Dr. Lambertini said, “Major international guidelines from ASCO and ESMO consider the administration of [luteinizing hormone–releasing hormone analog] during chemotherapy an experimental strategy to preserve ovarian function and fertility. This is mainly because of the lack of data on long-term ovarian function and pregnancies. However, these guidelines were published before two of the larger studies became available, the POEMS-SWOG S0230 trial and the updated results of the PROMISE-GIM6 study.”

“In breast cancer patients, we believe there is now sufficient evidence to suggest that the administration of [luteinizing hormone–releasing hormone analog] could be considered a potential standard strategy to preserve ovarian function and might also play a role in increasing the likelihood of pregnancy after chemotherapy.”

Hormone Receptor–Positive Breast Cancer

Concerns about the safety of luteinizing hormone–releasing hormone analog treatment have been raised, particularly for breast cancers that are driven by hormones. These hormone receptor–positive cancers have receptors on the cell surface that trigger the cancer’s growth in response to circulating hormones. Standard treatment of these breast cancers includes antiestrogen therapy alongside chemotherapy. Previous work has implied that resumption of a woman’s periods after treatment could have a detrimental impact on long-term health.

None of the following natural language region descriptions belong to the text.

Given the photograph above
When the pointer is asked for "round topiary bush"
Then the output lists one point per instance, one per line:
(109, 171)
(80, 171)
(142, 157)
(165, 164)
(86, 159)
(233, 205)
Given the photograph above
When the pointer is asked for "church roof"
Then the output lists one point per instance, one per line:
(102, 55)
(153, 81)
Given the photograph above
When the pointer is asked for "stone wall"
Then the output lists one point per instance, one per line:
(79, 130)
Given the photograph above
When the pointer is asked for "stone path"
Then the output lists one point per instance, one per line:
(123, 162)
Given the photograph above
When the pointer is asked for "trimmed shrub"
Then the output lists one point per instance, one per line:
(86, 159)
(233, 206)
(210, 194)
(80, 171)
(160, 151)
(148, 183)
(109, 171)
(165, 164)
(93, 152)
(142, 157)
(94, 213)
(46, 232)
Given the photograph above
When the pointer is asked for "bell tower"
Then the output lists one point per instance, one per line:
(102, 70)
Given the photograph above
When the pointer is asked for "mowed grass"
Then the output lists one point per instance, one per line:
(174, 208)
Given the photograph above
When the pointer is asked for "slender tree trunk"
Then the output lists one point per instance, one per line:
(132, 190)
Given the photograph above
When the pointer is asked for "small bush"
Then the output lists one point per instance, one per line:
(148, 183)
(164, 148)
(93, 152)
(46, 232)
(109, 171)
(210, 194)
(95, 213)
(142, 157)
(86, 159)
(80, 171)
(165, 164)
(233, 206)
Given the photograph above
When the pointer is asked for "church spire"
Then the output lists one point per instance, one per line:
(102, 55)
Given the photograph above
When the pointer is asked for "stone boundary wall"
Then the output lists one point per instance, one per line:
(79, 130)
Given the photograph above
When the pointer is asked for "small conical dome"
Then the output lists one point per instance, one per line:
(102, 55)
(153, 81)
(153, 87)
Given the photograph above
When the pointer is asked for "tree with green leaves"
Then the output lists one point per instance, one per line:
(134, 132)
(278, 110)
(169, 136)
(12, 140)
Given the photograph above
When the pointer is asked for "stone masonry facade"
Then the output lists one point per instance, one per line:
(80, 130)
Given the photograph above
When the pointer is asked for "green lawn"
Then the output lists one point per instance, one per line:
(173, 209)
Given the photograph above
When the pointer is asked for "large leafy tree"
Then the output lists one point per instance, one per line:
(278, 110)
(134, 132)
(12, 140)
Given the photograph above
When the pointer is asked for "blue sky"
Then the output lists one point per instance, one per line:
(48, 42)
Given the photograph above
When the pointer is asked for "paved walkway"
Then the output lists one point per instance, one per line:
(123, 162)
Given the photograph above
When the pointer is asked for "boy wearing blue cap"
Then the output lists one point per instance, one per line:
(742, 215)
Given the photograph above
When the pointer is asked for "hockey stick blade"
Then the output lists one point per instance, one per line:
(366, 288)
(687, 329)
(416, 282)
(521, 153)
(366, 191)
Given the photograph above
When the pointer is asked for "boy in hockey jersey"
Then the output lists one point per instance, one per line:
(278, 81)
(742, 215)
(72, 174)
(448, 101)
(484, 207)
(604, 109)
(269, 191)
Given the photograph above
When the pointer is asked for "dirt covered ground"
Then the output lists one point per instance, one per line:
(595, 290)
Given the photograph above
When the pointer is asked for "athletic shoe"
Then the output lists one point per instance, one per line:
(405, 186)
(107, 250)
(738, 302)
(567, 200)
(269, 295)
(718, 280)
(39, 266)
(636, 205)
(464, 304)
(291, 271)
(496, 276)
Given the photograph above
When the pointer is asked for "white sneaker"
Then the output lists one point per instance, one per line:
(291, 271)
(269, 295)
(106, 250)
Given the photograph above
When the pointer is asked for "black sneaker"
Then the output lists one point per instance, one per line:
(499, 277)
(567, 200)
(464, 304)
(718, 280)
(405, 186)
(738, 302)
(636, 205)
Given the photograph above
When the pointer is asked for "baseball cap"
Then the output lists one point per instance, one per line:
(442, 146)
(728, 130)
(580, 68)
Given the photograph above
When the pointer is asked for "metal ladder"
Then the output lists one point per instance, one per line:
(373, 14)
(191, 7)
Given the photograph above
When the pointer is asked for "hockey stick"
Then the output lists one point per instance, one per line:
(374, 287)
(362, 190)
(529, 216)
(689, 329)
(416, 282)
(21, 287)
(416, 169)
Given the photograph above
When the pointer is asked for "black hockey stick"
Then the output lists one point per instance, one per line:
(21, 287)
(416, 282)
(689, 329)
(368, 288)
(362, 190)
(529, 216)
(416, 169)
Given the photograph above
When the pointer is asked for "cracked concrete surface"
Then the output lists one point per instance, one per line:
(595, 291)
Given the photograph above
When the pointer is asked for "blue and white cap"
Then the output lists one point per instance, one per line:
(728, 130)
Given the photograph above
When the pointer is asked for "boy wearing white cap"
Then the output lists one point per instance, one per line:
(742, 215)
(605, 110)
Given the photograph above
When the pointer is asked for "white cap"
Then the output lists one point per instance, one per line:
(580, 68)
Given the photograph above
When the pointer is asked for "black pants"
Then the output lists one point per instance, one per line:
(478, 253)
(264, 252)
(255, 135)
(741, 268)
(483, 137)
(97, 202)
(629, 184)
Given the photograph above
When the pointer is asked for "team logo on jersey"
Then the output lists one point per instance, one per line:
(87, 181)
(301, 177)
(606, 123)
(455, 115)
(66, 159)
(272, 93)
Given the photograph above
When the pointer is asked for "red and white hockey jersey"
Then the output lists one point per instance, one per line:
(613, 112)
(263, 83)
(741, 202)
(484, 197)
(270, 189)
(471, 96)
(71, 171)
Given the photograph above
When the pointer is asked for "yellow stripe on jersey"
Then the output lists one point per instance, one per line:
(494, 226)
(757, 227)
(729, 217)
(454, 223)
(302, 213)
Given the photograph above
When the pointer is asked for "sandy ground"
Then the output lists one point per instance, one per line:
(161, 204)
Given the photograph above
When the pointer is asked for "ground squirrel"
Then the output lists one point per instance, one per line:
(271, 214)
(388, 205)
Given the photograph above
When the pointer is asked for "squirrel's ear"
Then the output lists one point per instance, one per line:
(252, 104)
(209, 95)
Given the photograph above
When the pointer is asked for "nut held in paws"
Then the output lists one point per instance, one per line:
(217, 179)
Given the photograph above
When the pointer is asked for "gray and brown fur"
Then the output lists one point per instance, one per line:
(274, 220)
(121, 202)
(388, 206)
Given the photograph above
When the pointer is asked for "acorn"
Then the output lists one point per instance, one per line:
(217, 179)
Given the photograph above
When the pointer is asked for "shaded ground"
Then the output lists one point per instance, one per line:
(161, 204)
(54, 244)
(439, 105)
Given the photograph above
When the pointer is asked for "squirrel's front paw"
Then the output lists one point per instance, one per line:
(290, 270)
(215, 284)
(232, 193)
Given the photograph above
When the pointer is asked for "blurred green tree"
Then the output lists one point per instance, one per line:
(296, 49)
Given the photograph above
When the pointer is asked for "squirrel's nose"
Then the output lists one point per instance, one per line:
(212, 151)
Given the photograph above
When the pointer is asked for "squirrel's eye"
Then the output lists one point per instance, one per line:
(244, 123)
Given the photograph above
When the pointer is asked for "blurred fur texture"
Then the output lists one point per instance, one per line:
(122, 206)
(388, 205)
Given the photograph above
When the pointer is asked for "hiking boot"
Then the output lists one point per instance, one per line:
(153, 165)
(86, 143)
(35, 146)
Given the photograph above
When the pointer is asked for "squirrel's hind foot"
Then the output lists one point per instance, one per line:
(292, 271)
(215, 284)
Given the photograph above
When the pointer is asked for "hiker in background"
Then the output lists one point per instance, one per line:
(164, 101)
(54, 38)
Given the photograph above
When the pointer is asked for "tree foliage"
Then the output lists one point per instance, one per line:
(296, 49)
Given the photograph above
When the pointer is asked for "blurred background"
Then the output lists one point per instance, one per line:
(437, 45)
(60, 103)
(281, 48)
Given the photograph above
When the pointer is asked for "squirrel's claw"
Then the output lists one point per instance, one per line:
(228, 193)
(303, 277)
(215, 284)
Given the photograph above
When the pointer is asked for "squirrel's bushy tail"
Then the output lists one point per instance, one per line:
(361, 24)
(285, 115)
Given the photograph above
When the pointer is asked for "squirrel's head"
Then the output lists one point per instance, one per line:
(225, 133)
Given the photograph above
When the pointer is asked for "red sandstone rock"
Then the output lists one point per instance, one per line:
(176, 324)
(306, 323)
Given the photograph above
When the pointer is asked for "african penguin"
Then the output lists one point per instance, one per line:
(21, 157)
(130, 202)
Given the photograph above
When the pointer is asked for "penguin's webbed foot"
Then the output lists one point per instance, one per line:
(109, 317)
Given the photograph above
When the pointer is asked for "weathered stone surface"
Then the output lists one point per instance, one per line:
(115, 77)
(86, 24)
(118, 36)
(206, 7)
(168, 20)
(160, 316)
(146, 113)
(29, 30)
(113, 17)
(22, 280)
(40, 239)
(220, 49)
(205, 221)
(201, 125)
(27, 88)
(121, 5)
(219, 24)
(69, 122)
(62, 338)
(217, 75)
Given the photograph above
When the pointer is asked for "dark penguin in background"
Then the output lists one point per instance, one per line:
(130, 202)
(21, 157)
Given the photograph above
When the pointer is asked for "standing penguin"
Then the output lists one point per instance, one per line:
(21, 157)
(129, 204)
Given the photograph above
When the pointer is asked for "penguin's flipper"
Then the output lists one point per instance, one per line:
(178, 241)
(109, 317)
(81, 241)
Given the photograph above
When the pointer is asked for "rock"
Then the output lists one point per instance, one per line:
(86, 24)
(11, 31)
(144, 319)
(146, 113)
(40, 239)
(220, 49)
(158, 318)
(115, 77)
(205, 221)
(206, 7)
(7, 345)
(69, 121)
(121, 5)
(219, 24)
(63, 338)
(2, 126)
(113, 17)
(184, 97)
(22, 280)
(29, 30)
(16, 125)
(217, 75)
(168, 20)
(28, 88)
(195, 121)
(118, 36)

Dr. Lambertini explained that results from the two recent, large studies are reassuring. Both looked at the length of disease-free survival. The POEMS-SWOG S0230 trial looked at women with hormone receptor–negative breast cancer. The women had improved disease-free survival if they received luteinizing hormone–releasing hormone analog. Furthermore, the PROMISE-GIM6 study found that adding luteinizing hormone–releasing hormone analog made no difference to disease-free survival, even within the subgroup of women with hormone receptor–positive breast cancer, who accounted for the majority of patients enrolled in the study.

The 2015 St. Gallen International Expert Consensus Panel and the National Comprehensive Cancer Network guidelines have been updated to acknowledge the role of luteinizing hormone–releasing hormone analog in preventing ovarian failure induced by chemotherapy but only in hormone receptor–negative cancer.

“Other guidelines are hesitating to recommend this technique,” Dr. Lambertini said. “To date, the role of this approach in fertility preservation remains controversial.”

He stressed the need for new treatment options. “Pregnancy after breast cancer is safe, even in patients with endocrine-sensitive disease. With the rising trend of delaying childbearing, more breast cancer patients are diagnosed without having completed their families, and thus, it is vital to provide reliable fertility preservation methods for these young women.”

Dr. Lambertini concluded, “Pharmacological protection of the ovaries with luteinizing hormone–releasing hormone analog during chemotherapy is an attractive option to preserve ovarian function and fertility. Agents are widely available, do not require any invasive procedure, and cause no delay in the initiation of anticancer therapies. Moreover, it is possible to use this technique in combination with other fertility-preservation options, including cryopreservation strategies, thereby increasing the chance of fertility preservation as well as ovarian function after cancer therapies.”

The content in this post has not been reviewed by the American Society of Clinical Oncology, Inc. (ASCO®) and does not necessarily reflect the ideas and opinions of ASCO®.